In this one-paragraph chapter Anonymous tells us “who should engage in this [contemplative] work of
grace?” (67)
More precisely,
Anonymous unpacks this concern by tellings us who should practice contemplative prayer, when should
that person do it? and how it should it be done. Contemplative prayer, he says, is for everyone whno “forsakes the world and
the active life to dedicate [herself or himself] to the contemplative life.” It
doesn’t make any difference—not a whit!—if such a person has or has not been a
“chronic sinner.”
It should be noted,
however, that while Anonymous in this chapter seems to say that someone inclined to contemplative prayer and living may wish to
become a monk, nun, or hermit, he does not
exclude people whose lives may be described as “active,” that is,
engaged in
compassionate activity in the ordinary work-a-day world. As you may remember, in his “Preface” he says
that such people may be “stirred by God’s mysterious Spirit, allowing them to
participate in contemplation at the highest level from time to time” (6).

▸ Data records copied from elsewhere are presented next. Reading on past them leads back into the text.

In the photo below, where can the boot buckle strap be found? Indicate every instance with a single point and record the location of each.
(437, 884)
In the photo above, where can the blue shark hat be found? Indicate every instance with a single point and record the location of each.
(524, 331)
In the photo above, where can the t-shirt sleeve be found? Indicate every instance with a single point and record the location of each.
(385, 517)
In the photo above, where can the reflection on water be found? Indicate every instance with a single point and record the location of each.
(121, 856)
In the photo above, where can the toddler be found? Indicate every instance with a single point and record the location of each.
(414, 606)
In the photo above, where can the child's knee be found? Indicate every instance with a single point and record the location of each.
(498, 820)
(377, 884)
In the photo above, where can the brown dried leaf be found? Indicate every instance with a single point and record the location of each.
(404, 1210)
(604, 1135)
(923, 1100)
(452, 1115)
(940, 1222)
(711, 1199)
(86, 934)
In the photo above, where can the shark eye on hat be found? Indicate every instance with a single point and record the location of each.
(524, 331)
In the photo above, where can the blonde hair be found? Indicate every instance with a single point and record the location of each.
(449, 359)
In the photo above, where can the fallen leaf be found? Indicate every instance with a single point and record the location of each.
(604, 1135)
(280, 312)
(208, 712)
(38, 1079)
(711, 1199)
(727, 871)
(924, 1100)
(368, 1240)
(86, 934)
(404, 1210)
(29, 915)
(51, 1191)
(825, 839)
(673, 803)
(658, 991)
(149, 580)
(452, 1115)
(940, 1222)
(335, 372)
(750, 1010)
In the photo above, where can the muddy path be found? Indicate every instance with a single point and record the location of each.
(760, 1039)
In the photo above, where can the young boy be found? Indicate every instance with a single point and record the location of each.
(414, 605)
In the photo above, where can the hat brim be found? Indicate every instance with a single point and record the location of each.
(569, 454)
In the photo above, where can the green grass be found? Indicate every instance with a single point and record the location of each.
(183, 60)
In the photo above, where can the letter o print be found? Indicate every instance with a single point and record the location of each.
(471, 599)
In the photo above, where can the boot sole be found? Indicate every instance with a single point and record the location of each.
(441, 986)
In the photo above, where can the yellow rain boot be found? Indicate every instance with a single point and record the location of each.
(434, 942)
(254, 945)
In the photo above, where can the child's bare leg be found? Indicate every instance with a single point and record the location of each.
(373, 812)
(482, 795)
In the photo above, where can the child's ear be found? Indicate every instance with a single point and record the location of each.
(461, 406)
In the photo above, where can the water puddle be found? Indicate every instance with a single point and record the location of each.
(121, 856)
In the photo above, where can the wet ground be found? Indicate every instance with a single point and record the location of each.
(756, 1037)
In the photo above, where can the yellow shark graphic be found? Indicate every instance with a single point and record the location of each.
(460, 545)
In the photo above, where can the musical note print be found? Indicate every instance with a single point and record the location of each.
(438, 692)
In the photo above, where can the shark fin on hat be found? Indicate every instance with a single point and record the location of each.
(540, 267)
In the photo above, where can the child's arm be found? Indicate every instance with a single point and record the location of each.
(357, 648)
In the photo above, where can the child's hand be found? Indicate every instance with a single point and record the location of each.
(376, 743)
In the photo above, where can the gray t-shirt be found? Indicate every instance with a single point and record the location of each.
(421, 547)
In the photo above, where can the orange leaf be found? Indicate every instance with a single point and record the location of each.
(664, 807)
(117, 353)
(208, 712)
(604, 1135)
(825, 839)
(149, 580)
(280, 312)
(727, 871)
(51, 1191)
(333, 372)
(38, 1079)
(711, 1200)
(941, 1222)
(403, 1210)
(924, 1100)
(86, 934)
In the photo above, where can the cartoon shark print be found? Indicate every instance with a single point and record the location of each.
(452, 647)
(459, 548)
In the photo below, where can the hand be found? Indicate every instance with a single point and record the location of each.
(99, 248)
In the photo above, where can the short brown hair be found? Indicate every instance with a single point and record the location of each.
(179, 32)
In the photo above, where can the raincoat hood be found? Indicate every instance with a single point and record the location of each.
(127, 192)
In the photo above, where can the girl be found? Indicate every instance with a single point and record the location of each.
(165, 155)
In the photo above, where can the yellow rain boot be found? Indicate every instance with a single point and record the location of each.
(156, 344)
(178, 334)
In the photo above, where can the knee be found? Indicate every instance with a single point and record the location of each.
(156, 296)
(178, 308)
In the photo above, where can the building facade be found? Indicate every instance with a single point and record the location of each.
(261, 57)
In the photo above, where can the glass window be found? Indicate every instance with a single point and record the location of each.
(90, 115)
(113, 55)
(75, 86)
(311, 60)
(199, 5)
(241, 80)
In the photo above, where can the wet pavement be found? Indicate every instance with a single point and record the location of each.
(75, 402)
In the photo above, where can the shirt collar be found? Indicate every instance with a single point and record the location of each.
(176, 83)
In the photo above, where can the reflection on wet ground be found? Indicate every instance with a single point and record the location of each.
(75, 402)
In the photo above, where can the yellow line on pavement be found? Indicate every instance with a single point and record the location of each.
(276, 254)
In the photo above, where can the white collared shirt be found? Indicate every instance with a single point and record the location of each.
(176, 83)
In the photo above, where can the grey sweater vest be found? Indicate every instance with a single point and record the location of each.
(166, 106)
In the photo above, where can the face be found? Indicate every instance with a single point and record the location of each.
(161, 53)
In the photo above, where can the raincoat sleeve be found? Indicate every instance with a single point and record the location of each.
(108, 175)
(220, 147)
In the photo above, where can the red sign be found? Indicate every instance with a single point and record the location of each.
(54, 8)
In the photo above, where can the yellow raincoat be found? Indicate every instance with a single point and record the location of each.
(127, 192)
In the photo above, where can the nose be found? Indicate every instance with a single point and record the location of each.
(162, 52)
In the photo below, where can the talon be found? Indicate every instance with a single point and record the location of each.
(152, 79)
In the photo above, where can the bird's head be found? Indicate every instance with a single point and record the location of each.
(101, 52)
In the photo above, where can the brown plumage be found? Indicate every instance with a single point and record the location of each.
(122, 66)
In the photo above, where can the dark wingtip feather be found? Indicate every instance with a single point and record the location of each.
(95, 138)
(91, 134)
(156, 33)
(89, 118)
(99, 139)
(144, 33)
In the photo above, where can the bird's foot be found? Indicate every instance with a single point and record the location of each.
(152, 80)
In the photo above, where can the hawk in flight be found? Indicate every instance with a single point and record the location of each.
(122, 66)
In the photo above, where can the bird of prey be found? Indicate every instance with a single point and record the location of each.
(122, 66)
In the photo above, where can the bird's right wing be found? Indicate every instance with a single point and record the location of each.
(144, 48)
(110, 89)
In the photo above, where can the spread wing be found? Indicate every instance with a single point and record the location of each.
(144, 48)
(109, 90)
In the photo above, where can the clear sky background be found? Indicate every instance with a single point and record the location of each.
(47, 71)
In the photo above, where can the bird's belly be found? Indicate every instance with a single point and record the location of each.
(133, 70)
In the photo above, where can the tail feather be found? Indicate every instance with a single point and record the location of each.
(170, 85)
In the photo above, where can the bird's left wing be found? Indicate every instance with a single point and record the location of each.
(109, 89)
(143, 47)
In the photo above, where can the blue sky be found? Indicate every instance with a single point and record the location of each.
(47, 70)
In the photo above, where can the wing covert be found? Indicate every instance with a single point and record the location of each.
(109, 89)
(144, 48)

Anonymous might well have in mind the kind of Christian from another well-known contemplative, Walter
Hilton (ca. 1340-1396), wrote his “Mixed Life,” a letter sent to a devout
lay of wealth and household responsibility, advising him not to give up nhis
active life to become a contemplative, but to mix or combine the two. Such a possibility means that we may
live contemplatively, maybe not as monastics or nuns or hermits but as ordinary people who are in
love with God and want to “be” with him.
Might it be that this understanding motivated
Karl Rahner, an insightful Roman Catholic theologian, to say several years ago that “the Christian of the future will be a mystic or will not exist"?